Unser Auto ließ uns unter einer Brücke raus und uns kamen Kinder zwischen sieben und fünfzehn Jahren entgegen, alle mit leerem Blick und lallender Stimme. Ich dachte ja zuerst noch, dass die Kinder, die hier unter einer stinkenden Brücke in São Christovão, einem Stadtteil von Rio, leben, alle geistig behindert sind, bis mir die Flaschen in ihren Händen aufgefallen sind, die alle mit etwas Klebstoff gefüllt waren und an denen sie immer wieder mal einen Zug nahmen. Ein Junge mit halbgeöffneten Augen, der besonders stark torkelte war vielleicht sechs, maximal sieben Jahre alt. Die meisten Mädchen, teilweise mit beeindruckend hübschen Gesichtern waren sichtbar schwanger. Im Freien unter der Brücke lagen einige alte Matratzen und in der Mitte stand ein großer Eimer, gefüllt mit leicht gelblichem Wasser, das, wie mir erklärt wurde, als Trinkwasser benutzt wird. In einem der Brückenpfeiler war ein Hohlraum, mit eingehauenem Eingang. Diese Höhle wird vermutlich seit Jahren sowohl als illegaler Müllabladeplatz, als auch als Schlaf- und Miteinanderschlafplatz der Kinder genutzt. Dieser Raum stinkt so erbärmlich wie auf einer Kläranlage, überall liegt verfaulender Müll rum und man sieht, dass der Ort manchmal als Toilette benutzt wird. Die Pappe und das dreckige Zeitungspapier, das auf der einen Seite rumlag, ist der eigentliche Schlafplatz.
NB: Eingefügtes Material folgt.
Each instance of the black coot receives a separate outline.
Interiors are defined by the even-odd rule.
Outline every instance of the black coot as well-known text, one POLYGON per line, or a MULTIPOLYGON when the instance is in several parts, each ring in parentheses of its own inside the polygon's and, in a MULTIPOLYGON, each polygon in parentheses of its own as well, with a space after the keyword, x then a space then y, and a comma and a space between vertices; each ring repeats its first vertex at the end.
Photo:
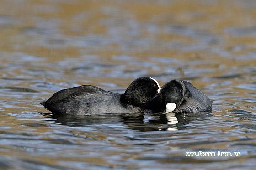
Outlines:
POLYGON ((140 77, 123 94, 85 85, 60 90, 40 103, 53 113, 65 115, 135 113, 143 111, 145 103, 160 89, 155 79, 140 77))
POLYGON ((210 112, 212 103, 203 93, 191 83, 172 80, 162 87, 158 95, 146 103, 145 108, 159 112, 210 112))

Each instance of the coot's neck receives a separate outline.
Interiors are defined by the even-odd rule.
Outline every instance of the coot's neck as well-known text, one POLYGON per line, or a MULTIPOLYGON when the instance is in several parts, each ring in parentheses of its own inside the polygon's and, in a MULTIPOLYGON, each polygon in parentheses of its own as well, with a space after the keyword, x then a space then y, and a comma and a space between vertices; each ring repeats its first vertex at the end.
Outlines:
POLYGON ((121 94, 120 98, 122 103, 125 105, 129 105, 134 107, 142 107, 144 106, 144 103, 136 102, 134 99, 129 99, 125 94, 121 94))

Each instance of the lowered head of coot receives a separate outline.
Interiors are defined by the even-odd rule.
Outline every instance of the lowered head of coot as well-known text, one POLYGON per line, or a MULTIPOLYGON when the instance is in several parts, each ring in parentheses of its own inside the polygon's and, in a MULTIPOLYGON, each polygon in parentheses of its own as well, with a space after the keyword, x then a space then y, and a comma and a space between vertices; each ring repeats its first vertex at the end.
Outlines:
POLYGON ((140 77, 133 82, 121 96, 123 103, 135 107, 144 106, 145 102, 159 93, 161 88, 153 78, 140 77))

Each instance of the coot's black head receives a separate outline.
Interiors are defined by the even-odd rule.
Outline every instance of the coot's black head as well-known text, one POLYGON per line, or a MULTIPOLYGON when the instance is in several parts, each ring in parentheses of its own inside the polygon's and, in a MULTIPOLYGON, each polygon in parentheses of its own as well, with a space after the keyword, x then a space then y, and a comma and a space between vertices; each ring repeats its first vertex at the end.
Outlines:
POLYGON ((160 89, 158 82, 154 78, 139 77, 130 84, 120 100, 126 104, 144 106, 144 103, 159 93, 160 89))
POLYGON ((178 107, 183 101, 186 92, 186 86, 181 81, 172 80, 162 87, 159 93, 160 103, 166 106, 173 103, 178 107))

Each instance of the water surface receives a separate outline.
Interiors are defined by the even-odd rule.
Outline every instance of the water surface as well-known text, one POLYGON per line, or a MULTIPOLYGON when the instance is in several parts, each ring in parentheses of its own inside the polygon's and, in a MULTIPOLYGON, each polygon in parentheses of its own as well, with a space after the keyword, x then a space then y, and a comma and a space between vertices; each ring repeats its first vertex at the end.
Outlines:
POLYGON ((255 1, 0 3, 0 169, 254 169, 255 1), (191 82, 212 112, 64 117, 39 104, 140 76, 191 82), (199 151, 241 156, 186 156, 199 151))

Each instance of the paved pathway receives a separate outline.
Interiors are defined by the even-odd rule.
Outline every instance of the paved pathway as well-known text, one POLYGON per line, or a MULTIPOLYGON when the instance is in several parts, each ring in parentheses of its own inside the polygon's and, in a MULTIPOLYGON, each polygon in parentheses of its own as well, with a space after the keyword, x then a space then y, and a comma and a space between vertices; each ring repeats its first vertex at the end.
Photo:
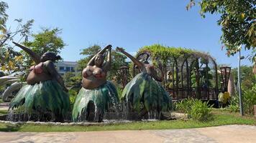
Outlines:
POLYGON ((189 129, 88 132, 0 132, 0 142, 256 142, 256 127, 228 125, 189 129))

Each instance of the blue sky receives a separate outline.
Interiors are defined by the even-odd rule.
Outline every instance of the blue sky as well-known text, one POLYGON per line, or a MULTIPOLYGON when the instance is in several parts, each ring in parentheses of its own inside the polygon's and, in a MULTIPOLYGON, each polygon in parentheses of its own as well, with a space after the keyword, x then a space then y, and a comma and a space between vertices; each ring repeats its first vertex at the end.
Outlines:
MULTIPOLYGON (((40 27, 59 27, 67 46, 60 56, 65 61, 83 56, 81 49, 94 44, 112 44, 134 54, 153 44, 181 46, 209 52, 218 64, 237 66, 237 56, 227 57, 221 50, 219 16, 202 19, 198 6, 189 11, 189 0, 9 0, 8 26, 15 19, 35 19, 33 32, 40 27)), ((243 54, 248 52, 242 51, 243 54)), ((250 64, 244 60, 242 64, 250 64)))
Der Anlass für unsere Visite war zuerst einmal die Tradition, Padre Renato besucht diese Kinder jedes Jahr zwischen Weihnachten und Neujahr, und zweitens die Taufe von zwei frisch geborenen Babys.

Dafür wurden zuerst die Kinder, es waren etwa 35, zusammengerufen, einige kamen sofort, andere kamen später, wieder andere gingen nach 2 Minuten wieder weg, ungefähr 15 aber blieben die ganze Zeit da und hörten aufmerksam Padre Renato zu, der die Weihnachtsgeschichte vorlas, machten immer wieder das Kreuzzeichen und viele hatten Tränen in den Augen.
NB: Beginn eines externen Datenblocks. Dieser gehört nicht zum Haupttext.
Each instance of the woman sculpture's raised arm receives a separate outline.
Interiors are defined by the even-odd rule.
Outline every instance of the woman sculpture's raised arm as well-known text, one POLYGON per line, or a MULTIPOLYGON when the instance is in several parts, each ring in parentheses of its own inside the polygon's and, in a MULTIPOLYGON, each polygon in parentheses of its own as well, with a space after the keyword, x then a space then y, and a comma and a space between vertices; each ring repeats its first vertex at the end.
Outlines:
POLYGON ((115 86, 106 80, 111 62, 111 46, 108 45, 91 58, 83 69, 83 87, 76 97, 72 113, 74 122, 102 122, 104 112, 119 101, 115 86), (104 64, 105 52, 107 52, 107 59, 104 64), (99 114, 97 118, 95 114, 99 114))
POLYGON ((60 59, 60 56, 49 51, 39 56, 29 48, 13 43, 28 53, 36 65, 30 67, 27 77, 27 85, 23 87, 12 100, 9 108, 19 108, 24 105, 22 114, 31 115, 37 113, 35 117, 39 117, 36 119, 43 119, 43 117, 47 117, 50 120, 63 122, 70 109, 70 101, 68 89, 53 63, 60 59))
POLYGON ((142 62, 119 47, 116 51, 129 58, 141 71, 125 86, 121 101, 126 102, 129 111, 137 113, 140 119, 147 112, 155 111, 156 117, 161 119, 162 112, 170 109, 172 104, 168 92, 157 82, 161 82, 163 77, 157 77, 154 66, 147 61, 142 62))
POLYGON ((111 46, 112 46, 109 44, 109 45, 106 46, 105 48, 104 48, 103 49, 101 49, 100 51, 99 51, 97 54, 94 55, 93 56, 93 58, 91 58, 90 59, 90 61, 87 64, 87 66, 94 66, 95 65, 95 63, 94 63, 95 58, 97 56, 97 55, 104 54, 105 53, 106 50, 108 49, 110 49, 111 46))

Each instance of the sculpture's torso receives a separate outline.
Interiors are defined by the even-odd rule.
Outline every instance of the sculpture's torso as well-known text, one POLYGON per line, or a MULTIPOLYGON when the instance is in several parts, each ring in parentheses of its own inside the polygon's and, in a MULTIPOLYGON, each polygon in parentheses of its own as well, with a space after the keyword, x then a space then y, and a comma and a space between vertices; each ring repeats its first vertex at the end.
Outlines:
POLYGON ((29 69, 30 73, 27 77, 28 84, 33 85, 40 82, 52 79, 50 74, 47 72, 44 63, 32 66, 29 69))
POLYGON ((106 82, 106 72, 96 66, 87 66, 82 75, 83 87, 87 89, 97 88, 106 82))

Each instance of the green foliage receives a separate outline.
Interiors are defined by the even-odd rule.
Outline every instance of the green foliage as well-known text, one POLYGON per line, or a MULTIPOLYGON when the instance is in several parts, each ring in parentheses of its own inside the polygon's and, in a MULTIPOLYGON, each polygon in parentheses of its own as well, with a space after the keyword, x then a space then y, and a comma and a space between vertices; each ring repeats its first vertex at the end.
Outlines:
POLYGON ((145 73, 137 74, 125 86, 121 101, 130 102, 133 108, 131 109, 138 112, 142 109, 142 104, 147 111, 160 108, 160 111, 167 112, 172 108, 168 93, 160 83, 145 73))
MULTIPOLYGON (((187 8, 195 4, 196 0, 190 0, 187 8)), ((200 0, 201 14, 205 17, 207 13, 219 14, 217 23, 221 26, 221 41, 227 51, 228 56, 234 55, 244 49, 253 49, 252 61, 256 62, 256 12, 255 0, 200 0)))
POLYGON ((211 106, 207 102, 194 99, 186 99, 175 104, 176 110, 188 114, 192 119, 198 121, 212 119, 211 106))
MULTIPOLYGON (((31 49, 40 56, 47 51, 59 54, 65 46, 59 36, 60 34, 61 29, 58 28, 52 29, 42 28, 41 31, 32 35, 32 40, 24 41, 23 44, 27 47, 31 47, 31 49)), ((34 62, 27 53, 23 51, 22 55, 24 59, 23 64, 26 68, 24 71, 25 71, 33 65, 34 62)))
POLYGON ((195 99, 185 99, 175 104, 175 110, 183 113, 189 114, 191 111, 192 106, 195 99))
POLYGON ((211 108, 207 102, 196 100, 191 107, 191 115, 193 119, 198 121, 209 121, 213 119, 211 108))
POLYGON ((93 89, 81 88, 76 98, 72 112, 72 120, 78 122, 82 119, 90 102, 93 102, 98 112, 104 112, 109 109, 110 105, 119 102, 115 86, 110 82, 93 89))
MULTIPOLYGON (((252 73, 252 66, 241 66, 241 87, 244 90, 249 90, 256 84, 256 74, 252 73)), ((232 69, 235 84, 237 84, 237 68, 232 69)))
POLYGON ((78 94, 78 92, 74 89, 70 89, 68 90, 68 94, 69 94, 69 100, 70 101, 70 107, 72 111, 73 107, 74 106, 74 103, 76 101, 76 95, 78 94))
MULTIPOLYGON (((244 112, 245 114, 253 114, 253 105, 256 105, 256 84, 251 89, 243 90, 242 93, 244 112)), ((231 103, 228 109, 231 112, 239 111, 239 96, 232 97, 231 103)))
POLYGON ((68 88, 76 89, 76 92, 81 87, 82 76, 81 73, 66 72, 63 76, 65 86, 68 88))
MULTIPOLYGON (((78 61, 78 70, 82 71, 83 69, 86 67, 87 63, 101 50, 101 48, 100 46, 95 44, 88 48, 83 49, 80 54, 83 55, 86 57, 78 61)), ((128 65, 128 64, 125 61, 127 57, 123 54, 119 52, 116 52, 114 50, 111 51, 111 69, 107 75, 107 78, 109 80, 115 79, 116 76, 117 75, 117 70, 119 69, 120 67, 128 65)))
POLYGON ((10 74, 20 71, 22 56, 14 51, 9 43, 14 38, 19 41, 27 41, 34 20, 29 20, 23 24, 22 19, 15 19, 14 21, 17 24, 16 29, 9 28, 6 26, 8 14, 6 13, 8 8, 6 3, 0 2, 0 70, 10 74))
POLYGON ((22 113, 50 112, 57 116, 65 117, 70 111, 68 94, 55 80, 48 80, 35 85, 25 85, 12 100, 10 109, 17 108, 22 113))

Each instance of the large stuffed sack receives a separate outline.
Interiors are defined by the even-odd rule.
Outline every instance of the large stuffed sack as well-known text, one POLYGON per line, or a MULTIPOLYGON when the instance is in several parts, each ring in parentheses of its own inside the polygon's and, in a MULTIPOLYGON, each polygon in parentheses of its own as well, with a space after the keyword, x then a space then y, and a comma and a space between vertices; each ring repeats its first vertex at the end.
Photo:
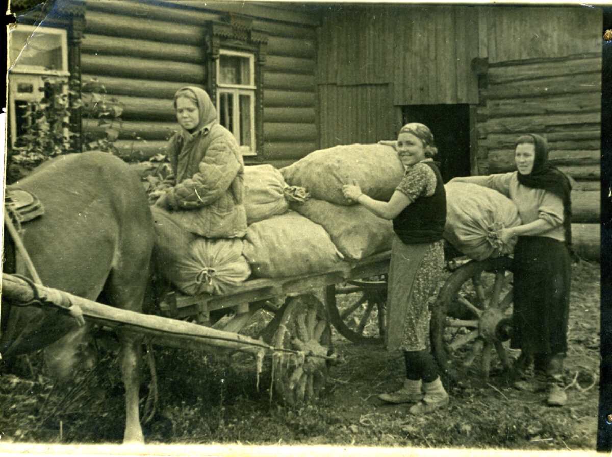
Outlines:
POLYGON ((242 284, 251 274, 240 240, 209 240, 185 230, 160 208, 151 208, 157 272, 184 293, 221 295, 242 284))
POLYGON ((345 198, 342 186, 356 183, 364 194, 387 201, 404 167, 390 146, 354 144, 315 151, 280 172, 288 184, 306 187, 313 198, 349 205, 354 202, 345 198))
POLYGON ((289 202, 303 202, 307 198, 305 189, 288 186, 280 172, 271 165, 244 168, 244 207, 249 225, 282 214, 289 209, 289 202))
POLYGON ((510 254, 516 238, 502 243, 502 228, 521 225, 517 206, 488 187, 469 183, 451 183, 446 190, 444 239, 476 260, 510 254))
POLYGON ((251 224, 242 240, 242 255, 259 278, 324 271, 341 262, 325 229, 292 211, 251 224))
POLYGON ((360 260, 391 249, 393 222, 360 205, 345 206, 310 198, 290 208, 322 225, 347 260, 360 260))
Für die Taufe benutzte Padre Renato dann das Trinkwasser. Das Trinkwasser, so eklig, so stellvertretend für diesen Ort. Dieser Ort, unter der Brücke, der Ort, wo die Stadtverwaltung hofft, dass nichts Großes kaputt geht, damit sie niemanden hinschicken muss, zu den Kindern. Die Kinder, die vorbeifahrenden Autos, die Kinder, die ihr Leben nur betäubt wahrnehmen, die in der Mitte stehen bleiben, während alles weitergeht, während die Autos weiterfahren. Betäubt, taub, blind, schlafend und die Babys sind vom Taufwasser aufgeweckt worden.